Secondly, the empirical observation that LLMs, despite employing a higher frequency and proportion of moral terms, are as persuasive as human arguments (Durmus et al., 2024), suggests that only the quantity of moral language does not linearly enhance persuasiveness or that moral language interacts with other variables not observed in the data; for example, user prior beliefs (Durmus & Cardie, 2019). This finding could imply that there are limits to the effectiveness of moral language in persuasion, and that simply increasing moral content is not necessarily a catalyst for greater LLM persuasive impact. Alternatively, it could also point out towards compensation and balancing effects. Even though LLMs exhibit higher complexity and more frequent use of moral language, these characteristics could be compensating for each other or balancing out in ways that preserve overall persuasiveness. For example, higher complexity could potentially detract from persuasiveness due to increased cognitive load (Alte & Oppenheimer in 2019; Berger et al., 2023; Kool et al. 2010; Manzoor et al., 2024; Packard et al., 2023), but the greater use of moral-emotional language could enhance persuasiveness (van Bavel et al., 2024), thus counterbalancing any negative effects.

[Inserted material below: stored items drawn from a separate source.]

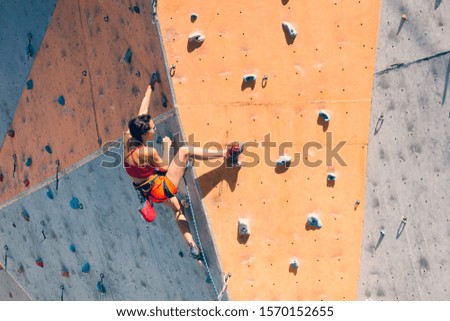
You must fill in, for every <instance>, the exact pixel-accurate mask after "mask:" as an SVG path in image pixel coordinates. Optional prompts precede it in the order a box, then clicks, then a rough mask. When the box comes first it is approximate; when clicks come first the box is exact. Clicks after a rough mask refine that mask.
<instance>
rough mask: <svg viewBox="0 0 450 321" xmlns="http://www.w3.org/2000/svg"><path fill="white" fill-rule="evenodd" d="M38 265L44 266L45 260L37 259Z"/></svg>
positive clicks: (36, 260)
mask: <svg viewBox="0 0 450 321" xmlns="http://www.w3.org/2000/svg"><path fill="white" fill-rule="evenodd" d="M36 265H37V266H39V267H41V268H43V267H44V261H42V259H41V258H38V259H36Z"/></svg>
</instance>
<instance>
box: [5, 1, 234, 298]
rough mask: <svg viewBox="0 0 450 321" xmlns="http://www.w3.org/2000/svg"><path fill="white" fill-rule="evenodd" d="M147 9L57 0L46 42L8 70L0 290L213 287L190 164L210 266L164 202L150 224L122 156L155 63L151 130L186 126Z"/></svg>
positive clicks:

Moving on to comparing our results with other studies on LLM persuasiveness, previous research has shown that rational, alternative explanations, or counterevidence is more effective for persuasion than psychological approaches like cognitive effort or moral-emotional language (Costello et al., 2024). However, there is a difference between the experimental setting of Costello et al. (2024) and the dataset we have analyzed (Durmus et al., 2024). While Costello et al. (2024) disclosed to the participants when they were interacting with a LLM, this was not the case for Durmus et al. (2024), which may explain the diverging results that we obtained in this paper. Since previous research has shown that people attribute more impartiality to AI compared to humans (Claudy et al., 2022; Logg et al., 2019), future research should investigate if knowingly interacting with a LLM increases the effect of rational arguments, while the opposite is true when the participants do not know who they are interacting with.